Outside the Garden / Parshat Bereishit

Parshat Bereishit paints a picture of primordial paradise in Gan Eden: verdant beauty; no deadlines, dangers, or difficult challenges; a self-regulating climate. The first man and woman have merely to extend an arm to pluck food from the trees. Way better than Club Med or a Carnival Cruise. We might well ask: if Gan Eden is paradise, why must Adam tend and till the garden? (In my perfect world, no gardening is required.) The parashah teaches us that physical pleasure is a blessing from God, and the blessing of physical pleasure serves to remind us that our enjoyment should not come at the expense of the environment that sustains us and of which we are a part.  

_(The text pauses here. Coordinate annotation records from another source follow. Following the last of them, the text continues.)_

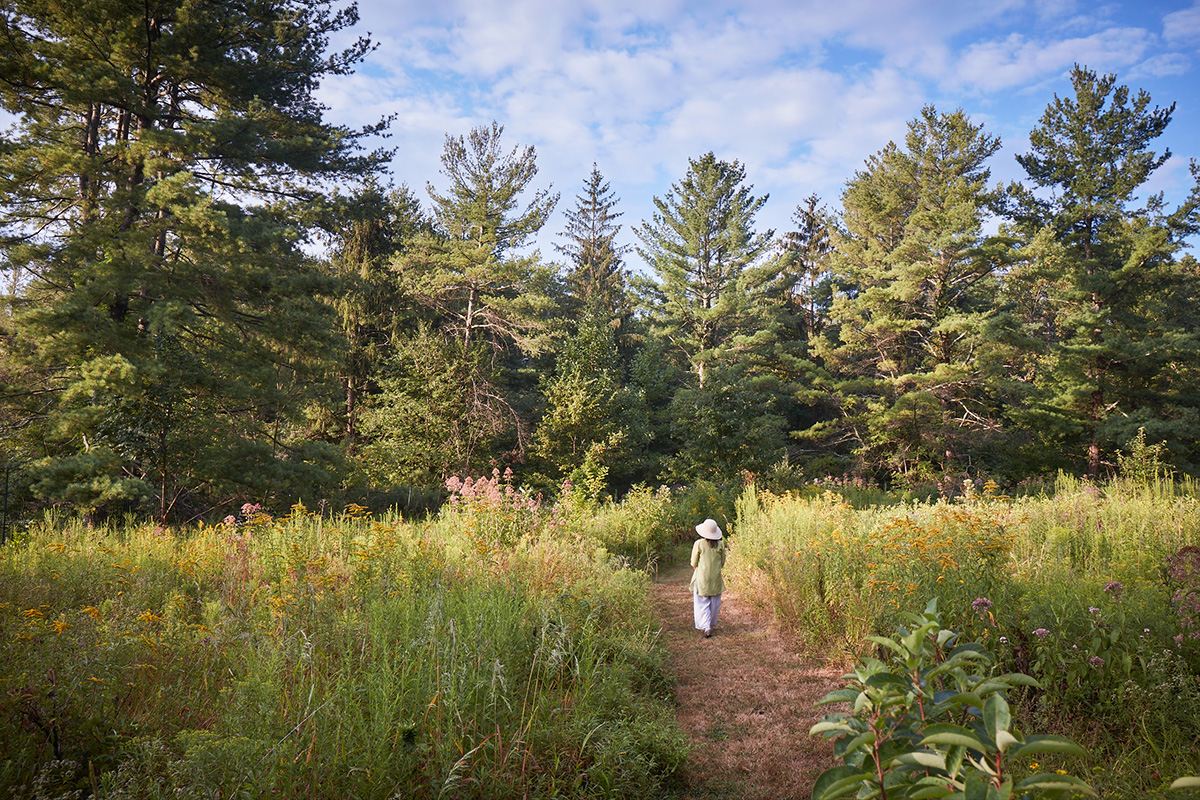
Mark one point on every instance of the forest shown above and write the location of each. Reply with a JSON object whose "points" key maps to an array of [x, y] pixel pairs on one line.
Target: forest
{"points": [[215, 296]]}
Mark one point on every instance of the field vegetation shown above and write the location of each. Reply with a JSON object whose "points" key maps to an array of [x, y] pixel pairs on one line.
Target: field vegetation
{"points": [[1091, 589], [497, 650]]}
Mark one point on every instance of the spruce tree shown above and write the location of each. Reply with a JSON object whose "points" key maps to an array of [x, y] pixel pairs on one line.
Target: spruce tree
{"points": [[597, 277], [151, 190]]}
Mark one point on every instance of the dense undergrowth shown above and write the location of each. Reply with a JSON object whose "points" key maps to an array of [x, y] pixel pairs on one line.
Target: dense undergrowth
{"points": [[1093, 590], [498, 650]]}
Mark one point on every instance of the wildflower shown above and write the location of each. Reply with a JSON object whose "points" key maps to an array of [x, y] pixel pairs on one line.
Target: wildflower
{"points": [[981, 605]]}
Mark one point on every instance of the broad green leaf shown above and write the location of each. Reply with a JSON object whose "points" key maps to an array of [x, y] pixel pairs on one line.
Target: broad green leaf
{"points": [[996, 716], [952, 734], [838, 782], [965, 698], [1047, 744], [922, 758], [859, 740], [1055, 782], [931, 793], [913, 641], [892, 644], [954, 756], [977, 787]]}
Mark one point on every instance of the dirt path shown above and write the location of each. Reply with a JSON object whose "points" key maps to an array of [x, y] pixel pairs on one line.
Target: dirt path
{"points": [[744, 698]]}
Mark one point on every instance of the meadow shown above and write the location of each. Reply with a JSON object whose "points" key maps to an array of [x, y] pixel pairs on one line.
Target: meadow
{"points": [[505, 648], [496, 650], [1092, 590]]}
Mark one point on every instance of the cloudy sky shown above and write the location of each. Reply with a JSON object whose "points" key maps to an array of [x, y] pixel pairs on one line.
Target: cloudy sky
{"points": [[799, 91]]}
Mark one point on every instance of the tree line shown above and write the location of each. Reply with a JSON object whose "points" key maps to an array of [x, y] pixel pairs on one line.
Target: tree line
{"points": [[171, 342]]}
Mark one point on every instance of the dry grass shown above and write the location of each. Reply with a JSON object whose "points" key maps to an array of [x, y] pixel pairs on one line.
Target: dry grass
{"points": [[744, 697]]}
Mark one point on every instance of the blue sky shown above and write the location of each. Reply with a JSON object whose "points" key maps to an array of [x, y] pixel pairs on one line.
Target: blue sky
{"points": [[801, 92]]}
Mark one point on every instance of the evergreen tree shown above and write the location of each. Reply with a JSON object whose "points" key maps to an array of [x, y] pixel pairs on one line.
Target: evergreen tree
{"points": [[707, 256], [805, 280], [906, 335], [366, 230], [1099, 286], [483, 308], [151, 188], [597, 277]]}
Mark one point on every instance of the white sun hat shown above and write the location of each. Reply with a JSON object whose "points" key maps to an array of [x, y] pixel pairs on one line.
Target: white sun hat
{"points": [[708, 529]]}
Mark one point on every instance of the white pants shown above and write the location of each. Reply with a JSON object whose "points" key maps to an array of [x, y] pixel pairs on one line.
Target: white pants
{"points": [[706, 611]]}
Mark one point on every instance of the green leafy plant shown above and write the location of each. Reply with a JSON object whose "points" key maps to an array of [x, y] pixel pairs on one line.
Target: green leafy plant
{"points": [[934, 722]]}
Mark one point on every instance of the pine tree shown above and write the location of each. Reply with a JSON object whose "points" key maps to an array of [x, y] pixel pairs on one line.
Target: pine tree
{"points": [[483, 308], [805, 283], [906, 336], [708, 259], [153, 191], [1101, 286]]}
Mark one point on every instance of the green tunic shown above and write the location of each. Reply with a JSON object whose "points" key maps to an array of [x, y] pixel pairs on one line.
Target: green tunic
{"points": [[707, 581]]}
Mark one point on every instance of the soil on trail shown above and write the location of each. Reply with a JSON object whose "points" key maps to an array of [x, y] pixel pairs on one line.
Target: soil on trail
{"points": [[744, 697]]}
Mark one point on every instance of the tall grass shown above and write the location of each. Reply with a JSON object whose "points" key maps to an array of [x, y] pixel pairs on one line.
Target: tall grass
{"points": [[1069, 588], [315, 657]]}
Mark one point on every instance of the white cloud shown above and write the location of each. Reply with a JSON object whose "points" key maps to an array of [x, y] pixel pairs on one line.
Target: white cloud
{"points": [[1017, 59], [801, 91], [1159, 66], [1181, 28]]}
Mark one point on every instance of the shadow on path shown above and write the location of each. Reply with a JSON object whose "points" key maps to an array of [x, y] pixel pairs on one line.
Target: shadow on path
{"points": [[744, 698]]}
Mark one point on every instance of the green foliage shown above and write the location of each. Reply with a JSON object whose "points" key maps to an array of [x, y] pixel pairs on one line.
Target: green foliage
{"points": [[1089, 589], [450, 389], [907, 337], [154, 185], [703, 250], [934, 721], [487, 654]]}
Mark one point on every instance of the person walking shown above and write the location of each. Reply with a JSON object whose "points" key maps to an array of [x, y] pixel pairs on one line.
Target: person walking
{"points": [[707, 559]]}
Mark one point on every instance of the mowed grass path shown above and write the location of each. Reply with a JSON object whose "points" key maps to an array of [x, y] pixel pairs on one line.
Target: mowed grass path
{"points": [[744, 697]]}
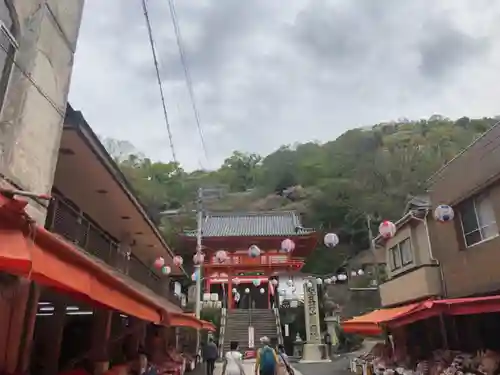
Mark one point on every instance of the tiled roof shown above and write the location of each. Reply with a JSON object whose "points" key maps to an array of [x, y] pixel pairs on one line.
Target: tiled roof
{"points": [[274, 223]]}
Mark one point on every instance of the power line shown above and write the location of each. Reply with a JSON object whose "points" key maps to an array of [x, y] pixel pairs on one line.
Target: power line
{"points": [[157, 69], [187, 75], [53, 104]]}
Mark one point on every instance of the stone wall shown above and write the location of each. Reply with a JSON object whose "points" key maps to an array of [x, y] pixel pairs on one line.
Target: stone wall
{"points": [[36, 90]]}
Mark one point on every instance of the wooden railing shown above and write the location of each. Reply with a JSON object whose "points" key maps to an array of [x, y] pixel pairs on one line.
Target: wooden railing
{"points": [[263, 260], [67, 220]]}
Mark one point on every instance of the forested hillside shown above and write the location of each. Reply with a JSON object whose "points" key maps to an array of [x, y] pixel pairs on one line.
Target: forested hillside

Adam takes with him from the picture-perfect garden into the world beyond rake, hoe, and shovel, the tools with which he tended the garden in his role as steward. Both inside and outside the garden, he is earth’s caretaker. So, too, are we, even in a world of seeming abundant resources. Given the human proclivity for self-preservation, often leading to selfishness, this is a crucial lesson. For far too long we have seen the world as our garden of delights, created to provide us sensual satisfactions. We cannot continue this way: we are the tenders and tillers.

In The Ecology of Eden, Evan Eisenberg posits that the Tower Culture of Mesopotamia (reflected in parshat Noach) stands in contrast with the Mountain Culture of Canaan and ancient Israel (reflected in the teachings throughout Torah).

What is at stake? Our earth.
           
For the peoples of Mesopotamia, their cities were the heart of their existence. In the center of their cities stood a ziggurat, a sacred tower, that testified to human strength and generative power. The ancient peoples of Mesopotamia scooped up earth’s resources and invented wheeled vehicles, metalworking, yokes and harnesses. While they innovated the arch, the dome, surveying and mapping, and mathematics, they also gave us professional armies, siege engines, war chariots, and a rigid division of social classes. 
           
This is the world into which Abraham was born, and the world he left at God’s behest. Abraham founded a Mountain Culture, where the goal is to live in harmony with the natural environment, worshiping not human creations, but the Creator. Israel coalesces around their encounter with God at Mt. Sinai in the Wilderness and commits to a Torah that forbids wasting resources and despoiling trees, and provides for the land to renew itself every seven years.

Paul L. Wachtel penned a psychological portrait of America’s presumptions concerning economic growth, acquisition, status, and happiness in The Poverty of Affluence. Wachtel wrote prophetically that our dogged pursuit of economic growth is self-defeating. Status quo is perceived as failure; only becoming more affluent meets the American standard for “success.” So we buy more, use more, consume more – and it has a devastating effect on the environment. Wachtel concludes: "The key to forging a future that we can look upon with hopeful anticipation is not in making us more 'competitive'. It is in making us more perceptive, more able to realize what we have, what we need, and the longer term consequences of the short-term choices we are making.” This is true not only for our status and happiness, but for the wellbeing of the earth.

Midrash Kohelet (on Ecclesiasties) articulates a startling and prescient warning:

 “Upon creating the first human beings, God guided [Adam and Eve] around the Garden of Eden, saying, ‘Look at My creations! See how beautiful and praiseworthy they are! I created everything for you. Make sure you don’t ruin or destroy My world. If you do, there will be no one after you to repair it.’” (Kohelet 7:13)

Many of us recycle, compost, use compact fluorescent lights, and drive hybrid cars. But have we appreciably reduced our consumption and waste? On the national and global level, the pursuit of renewable sources of energy moves at a glacial pace. Closer to home, the social change that severs the equation between “success” and acquisition, remains firmly intact. 

Physical pleasure is a blessing, a blessing that reminds us that outside the Garden, resources are limited and we are earth’s divinely appointed stewards.